In the initial draft of the Act, it was proposed that a "register of delinquent directors" be available to the general public. This appears to have fallen away. This means that although a person may have been declared a delinquent director, those who deal with him may not know of that fact unless it is disclosed.

We therefore recommend that companies who are appointing directors must, in addition to vetting persons to be appointed, require undertakings from each prospective director that she or he has never been declared a delinquent director and he or she is not aware, after having made an enquiry, of any proceedings where his or her declaration as delinquent director is sought.

Furthermore, directors will need to understand whether or not they are complying with the provisions of the Act. In particular, a director is obliged to ensure that he or she is not trading his or her company in a position of financial distress which might push the company into a situation where it becomes insolvent and unable to pay its creditors.

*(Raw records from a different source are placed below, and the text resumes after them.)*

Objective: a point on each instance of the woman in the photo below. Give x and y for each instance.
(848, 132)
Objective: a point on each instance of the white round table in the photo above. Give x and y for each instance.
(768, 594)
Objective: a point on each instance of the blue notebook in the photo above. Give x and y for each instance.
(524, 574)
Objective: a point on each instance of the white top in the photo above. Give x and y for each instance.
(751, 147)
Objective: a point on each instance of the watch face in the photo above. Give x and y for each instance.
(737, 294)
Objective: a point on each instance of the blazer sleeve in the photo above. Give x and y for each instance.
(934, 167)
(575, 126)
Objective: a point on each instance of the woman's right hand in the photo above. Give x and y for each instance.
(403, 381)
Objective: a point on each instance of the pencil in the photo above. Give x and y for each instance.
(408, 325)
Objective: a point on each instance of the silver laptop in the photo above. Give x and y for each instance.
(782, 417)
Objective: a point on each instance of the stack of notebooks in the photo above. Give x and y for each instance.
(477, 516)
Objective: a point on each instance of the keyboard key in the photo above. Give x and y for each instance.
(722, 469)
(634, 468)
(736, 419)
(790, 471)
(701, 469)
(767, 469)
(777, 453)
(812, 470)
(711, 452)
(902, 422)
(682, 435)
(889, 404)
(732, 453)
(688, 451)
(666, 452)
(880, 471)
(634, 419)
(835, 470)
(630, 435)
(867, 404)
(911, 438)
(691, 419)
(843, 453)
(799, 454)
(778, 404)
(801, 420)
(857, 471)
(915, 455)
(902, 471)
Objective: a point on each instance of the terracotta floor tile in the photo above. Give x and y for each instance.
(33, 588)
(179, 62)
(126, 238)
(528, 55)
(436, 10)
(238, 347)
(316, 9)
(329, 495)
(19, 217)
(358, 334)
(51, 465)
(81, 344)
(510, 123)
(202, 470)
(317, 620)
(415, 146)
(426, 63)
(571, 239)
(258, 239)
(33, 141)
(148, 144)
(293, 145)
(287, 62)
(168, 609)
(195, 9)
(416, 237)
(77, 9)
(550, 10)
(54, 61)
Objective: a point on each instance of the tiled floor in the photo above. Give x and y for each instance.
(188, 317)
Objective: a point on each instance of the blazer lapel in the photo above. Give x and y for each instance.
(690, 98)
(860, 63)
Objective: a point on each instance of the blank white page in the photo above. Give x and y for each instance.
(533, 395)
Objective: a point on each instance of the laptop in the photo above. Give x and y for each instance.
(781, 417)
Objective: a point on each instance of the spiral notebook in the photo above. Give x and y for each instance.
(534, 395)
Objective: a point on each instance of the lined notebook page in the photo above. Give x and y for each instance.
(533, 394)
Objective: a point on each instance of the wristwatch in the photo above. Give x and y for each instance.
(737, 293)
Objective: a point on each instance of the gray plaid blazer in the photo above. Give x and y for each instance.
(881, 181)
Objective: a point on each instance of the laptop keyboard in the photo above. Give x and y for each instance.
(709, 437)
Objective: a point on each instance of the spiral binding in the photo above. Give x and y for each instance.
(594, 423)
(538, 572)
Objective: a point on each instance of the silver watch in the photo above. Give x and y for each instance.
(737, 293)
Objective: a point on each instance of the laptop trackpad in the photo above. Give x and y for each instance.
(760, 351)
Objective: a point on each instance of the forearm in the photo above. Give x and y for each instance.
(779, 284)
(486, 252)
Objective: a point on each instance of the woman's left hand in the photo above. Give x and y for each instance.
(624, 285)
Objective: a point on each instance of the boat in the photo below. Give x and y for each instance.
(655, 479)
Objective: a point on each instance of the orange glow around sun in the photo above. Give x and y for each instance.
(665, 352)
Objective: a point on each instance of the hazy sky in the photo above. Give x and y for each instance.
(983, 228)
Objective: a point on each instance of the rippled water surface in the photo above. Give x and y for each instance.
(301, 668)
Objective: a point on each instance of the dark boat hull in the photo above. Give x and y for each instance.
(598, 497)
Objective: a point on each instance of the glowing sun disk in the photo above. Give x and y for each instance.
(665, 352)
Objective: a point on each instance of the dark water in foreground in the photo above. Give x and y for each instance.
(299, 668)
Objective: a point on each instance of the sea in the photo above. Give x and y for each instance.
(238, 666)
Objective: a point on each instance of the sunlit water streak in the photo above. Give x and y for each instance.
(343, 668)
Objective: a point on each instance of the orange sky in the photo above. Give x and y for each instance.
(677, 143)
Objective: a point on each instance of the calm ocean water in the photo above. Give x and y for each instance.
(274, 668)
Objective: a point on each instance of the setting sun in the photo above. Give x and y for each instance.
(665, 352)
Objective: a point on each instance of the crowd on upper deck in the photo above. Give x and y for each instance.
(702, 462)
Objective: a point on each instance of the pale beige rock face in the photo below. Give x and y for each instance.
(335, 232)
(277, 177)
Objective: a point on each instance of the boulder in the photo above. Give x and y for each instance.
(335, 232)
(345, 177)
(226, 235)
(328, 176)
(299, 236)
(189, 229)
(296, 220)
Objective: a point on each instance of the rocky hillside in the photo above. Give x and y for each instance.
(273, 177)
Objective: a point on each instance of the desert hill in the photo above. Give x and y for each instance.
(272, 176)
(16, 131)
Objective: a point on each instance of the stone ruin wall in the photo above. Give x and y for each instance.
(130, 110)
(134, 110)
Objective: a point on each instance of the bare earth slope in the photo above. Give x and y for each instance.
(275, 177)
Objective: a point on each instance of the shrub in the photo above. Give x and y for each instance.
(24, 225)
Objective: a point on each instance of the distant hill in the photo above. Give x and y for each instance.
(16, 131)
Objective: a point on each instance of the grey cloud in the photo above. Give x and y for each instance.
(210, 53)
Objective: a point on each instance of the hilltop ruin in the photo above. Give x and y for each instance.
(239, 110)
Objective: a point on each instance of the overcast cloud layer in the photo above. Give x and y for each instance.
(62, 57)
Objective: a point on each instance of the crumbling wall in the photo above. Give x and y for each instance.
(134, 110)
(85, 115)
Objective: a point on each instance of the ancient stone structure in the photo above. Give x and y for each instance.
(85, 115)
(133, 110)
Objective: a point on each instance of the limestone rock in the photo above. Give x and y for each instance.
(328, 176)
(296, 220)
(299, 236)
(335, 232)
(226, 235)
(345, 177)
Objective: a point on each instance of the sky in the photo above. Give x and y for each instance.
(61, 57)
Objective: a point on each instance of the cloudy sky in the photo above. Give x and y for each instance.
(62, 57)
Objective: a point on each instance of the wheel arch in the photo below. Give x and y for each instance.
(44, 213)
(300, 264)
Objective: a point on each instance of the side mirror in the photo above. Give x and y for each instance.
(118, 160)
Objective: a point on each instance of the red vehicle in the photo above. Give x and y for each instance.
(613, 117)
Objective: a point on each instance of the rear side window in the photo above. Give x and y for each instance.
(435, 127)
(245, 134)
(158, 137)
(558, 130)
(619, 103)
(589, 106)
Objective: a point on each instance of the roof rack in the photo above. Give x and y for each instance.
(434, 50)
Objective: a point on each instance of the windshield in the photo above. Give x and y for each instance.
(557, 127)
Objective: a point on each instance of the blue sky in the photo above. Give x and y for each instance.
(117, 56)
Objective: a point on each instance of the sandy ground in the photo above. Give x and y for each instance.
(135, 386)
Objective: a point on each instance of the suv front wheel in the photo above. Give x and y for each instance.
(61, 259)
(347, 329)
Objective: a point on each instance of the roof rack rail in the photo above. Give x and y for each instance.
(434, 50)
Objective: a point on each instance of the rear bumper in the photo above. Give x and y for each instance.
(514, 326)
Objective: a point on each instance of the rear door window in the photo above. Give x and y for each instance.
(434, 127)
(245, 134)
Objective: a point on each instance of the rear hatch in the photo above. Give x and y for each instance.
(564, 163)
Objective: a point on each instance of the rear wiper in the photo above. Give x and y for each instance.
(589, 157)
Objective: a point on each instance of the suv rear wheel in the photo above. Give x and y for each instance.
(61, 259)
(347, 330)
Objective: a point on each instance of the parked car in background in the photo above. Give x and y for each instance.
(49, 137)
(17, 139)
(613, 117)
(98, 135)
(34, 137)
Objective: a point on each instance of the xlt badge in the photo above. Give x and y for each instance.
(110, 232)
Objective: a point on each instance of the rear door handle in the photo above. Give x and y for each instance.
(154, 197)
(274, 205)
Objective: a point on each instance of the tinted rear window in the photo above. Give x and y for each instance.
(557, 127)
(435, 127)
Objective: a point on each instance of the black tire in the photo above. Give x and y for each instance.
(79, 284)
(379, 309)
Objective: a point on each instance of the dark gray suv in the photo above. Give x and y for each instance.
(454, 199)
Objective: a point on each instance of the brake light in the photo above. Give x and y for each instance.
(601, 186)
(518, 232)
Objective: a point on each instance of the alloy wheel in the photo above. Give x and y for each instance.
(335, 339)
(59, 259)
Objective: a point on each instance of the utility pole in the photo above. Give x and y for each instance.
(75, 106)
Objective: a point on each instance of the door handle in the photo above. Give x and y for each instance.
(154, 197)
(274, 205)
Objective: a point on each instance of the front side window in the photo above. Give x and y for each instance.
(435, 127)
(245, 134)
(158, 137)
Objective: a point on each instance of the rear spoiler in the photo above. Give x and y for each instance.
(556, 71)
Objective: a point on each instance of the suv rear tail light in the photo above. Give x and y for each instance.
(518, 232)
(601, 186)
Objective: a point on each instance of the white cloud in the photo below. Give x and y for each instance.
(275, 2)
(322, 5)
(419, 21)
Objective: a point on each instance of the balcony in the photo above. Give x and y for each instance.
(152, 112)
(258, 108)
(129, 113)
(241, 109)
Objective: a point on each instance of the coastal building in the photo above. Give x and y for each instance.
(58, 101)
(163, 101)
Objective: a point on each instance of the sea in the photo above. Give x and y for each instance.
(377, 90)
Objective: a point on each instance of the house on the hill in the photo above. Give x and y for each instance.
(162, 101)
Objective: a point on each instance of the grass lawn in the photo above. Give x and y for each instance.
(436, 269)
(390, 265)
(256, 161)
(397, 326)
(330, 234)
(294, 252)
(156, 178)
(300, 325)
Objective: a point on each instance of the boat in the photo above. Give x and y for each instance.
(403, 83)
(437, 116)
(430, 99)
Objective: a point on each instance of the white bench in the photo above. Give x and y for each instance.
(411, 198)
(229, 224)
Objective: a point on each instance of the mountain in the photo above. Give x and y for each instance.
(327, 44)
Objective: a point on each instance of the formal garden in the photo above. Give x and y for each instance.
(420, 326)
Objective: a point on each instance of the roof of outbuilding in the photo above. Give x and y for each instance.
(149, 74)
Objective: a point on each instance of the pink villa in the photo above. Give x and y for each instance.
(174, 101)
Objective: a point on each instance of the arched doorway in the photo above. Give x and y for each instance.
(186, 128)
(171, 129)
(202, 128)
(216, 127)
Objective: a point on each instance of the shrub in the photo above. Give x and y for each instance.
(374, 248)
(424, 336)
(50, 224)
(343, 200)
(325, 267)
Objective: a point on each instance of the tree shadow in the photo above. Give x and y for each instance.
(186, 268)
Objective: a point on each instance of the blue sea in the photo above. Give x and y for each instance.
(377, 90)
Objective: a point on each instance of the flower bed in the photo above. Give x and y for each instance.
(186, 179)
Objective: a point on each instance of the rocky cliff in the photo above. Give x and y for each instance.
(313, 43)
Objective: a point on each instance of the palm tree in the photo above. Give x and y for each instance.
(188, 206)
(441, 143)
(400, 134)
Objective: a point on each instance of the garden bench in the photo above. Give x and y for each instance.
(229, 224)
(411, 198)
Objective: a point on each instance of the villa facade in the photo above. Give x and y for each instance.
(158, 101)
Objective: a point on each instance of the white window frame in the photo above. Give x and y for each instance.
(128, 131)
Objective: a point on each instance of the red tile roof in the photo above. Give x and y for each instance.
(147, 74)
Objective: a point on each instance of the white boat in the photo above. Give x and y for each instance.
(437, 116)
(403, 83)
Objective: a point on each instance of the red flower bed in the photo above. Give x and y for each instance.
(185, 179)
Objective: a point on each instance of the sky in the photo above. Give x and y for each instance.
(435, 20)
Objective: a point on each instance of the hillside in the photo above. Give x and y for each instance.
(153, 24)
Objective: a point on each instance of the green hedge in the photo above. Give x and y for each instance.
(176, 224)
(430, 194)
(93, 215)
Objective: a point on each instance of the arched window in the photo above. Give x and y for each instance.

Clearly these provisions significantly increase the expected level of directors' duties to companies in South Africa and the standard of conduct required. Coupled with the soon to be implemented provisions of King IV, directors must always consider whether they are adhering to their duties.

It is therefore important that directors should thoroughly examine whether or not they are complying with the provisions as set out in Section 162 and carefully consider the manner in which they conduct the affairs of companies. If they are in doubt, directors should promptly seek legal advice so as to avoid and/or mitigate the consequences of an order of delinquency together with its adverse and severe consequences.

The content of this article is intended to provide a general guide to the subject matter. Specialist advice should be sought about your specific circumstances.